Currently, racing jurisdictions are reacting in different ways, according to the panelists. In the United States, many racetracks are aggressively seeking a foothold in the estimated $110 billion foreign market for horse racing, in part to address flagging handle figures at home, where betting has stagnated at $15 billion. This year, for example, 20 countries allowed their bettors to wager into commingled pools on the Breeders' Cup, with much of the handle coming from Europe.
But those countries have problems of their own. In the United Kingdom, according to Nigel Roddis, international director for a company that buys foreign simulcast signals for the British betting market, horse racing's share of the domestic betting market has been declining for a decade as bookmakers and betting exchanges increasingly diversify their betting products. The new products, including electronic casino games, typically have higher profit margins than horse racing signals, and as a result, the companies are pushing their customers to the more profitable games at the expense of racing, which typically charges its customers approximately 20 percent of each bet.
In addition, betting exchanges like the highly popular BetFair have created innovative new ways for gamblers to wager on horse racing, Roddis said, at a much lower return to the racing industry than if the betting was concentrated through more conventional businesses. As a result, horse racing jurisdictions around the world have seen their revenues decline even when betting grows through the alternative source.

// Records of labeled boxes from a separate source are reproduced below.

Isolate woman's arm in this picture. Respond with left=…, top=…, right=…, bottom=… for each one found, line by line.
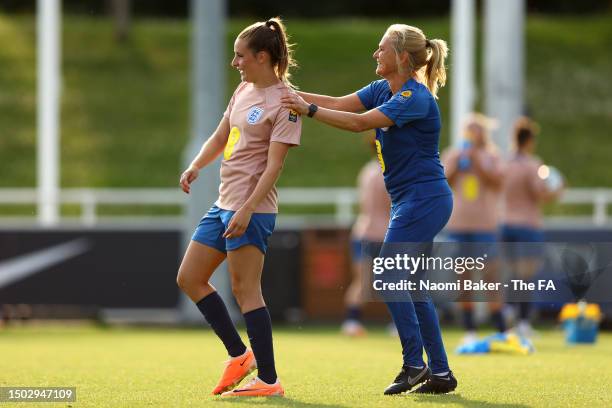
left=223, top=142, right=291, bottom=238
left=179, top=117, right=230, bottom=194
left=296, top=91, right=366, bottom=112
left=281, top=93, right=394, bottom=132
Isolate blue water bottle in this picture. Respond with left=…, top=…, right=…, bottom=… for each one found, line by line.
left=458, top=140, right=472, bottom=170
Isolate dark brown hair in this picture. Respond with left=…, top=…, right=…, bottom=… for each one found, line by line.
left=514, top=117, right=540, bottom=150
left=238, top=17, right=297, bottom=88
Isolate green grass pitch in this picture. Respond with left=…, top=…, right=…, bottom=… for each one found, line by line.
left=0, top=325, right=612, bottom=408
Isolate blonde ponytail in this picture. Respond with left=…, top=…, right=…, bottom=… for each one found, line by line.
left=385, top=24, right=448, bottom=98
left=425, top=39, right=448, bottom=98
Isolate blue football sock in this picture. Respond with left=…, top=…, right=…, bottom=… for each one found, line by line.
left=244, top=306, right=276, bottom=384
left=196, top=292, right=246, bottom=357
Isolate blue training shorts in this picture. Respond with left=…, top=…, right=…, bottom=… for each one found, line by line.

Still, Roddis said, betting companies have no option but to embrace foreign simulcasting, because without offering new products, horse racing customers will be increasingly drawn to new games that offer cheap, constant action. The hope, Roddis said, is that by adjusting to the new preferences of bettors and the growth in overall gambling, horse racing will ultimately be able to maintain or even increase its revenues by drawing new customers from the ranks of the people who have only just begun to gamble on other games.

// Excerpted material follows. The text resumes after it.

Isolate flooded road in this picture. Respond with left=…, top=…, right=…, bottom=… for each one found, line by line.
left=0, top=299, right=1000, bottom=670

But that contention still leads to questions about what the incentives are for countries to offer foreign simulcasts to their bettors if the expansion will only exacerbate domestic problems. The situation is perhaps best illustrated in Japan, where betting handle has been in a freefall for a decade, declining from approximately $17 billion in 1997 to $12 billion in 2006. Japan prohibits betting on foreign simulcasts, principally to protect its own horse racing industry, and what incentive does the country have to siphon off betting revenues to another country when the domestic business is in such trouble? So far, Japanese racing officials have given no indication that the country will be opening up anytime soon.
Hong Kong has similar restrictions in place, but the country is gradually attempting to loosen those prohibitions in an effort to embrace international simulcasting. Betting in the country is run by a state-owned enterprise, and foreign simulcasts are limited to 10 races a year. But the Hong Kong Jockey Club is lobbying the government to increase those numbers in the belief that globalization will increasingly demand the opening of foreign markets, according to Bobby Chang, the HKJC's head of betting services and systems.

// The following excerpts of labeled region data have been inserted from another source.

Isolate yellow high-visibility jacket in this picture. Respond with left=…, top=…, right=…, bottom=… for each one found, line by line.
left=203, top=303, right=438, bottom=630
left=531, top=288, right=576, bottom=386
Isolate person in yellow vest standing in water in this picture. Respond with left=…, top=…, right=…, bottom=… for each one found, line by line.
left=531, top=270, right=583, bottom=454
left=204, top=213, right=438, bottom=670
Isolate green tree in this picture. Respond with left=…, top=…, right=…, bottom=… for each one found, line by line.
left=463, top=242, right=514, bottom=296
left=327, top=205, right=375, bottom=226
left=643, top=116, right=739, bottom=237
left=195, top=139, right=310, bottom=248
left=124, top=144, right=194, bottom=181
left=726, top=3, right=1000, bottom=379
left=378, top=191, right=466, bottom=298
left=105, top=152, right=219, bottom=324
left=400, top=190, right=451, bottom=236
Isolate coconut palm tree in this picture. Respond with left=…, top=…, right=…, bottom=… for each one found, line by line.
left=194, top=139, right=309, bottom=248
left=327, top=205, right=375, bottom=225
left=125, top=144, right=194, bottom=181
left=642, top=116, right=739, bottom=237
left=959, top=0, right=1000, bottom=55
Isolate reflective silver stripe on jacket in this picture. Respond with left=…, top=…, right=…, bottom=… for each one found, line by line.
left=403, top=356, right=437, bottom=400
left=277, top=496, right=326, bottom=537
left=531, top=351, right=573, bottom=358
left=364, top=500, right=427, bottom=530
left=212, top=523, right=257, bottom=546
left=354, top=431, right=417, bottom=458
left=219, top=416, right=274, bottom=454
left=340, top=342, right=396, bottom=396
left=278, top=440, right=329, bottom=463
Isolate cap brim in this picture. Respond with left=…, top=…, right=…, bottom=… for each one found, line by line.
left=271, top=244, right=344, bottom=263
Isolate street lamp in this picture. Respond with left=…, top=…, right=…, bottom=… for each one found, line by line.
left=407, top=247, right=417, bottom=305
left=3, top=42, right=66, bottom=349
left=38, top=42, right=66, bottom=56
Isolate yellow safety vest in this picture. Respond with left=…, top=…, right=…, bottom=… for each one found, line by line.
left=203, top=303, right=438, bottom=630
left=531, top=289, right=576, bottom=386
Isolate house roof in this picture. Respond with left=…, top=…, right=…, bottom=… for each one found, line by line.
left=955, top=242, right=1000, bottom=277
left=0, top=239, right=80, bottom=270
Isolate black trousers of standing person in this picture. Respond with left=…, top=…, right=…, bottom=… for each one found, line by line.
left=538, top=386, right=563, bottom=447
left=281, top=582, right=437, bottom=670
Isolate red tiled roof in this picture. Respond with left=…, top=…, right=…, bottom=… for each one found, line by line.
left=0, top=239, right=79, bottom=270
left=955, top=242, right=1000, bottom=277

Still, that effort is nowhere near as aggressive as the HKJC's attempts over the past decade to get its signal into other countries. Currently, 10 countries take bets on all or a portion of Hong Kong's 78 racing programs, including the United States, despite the almost complete lack of a reciprocal arrangement with Hong Kong. And that's because of the contradictory incentives inherent in the system: Countries have far more to gain by getting their signals out than allowing more signals in.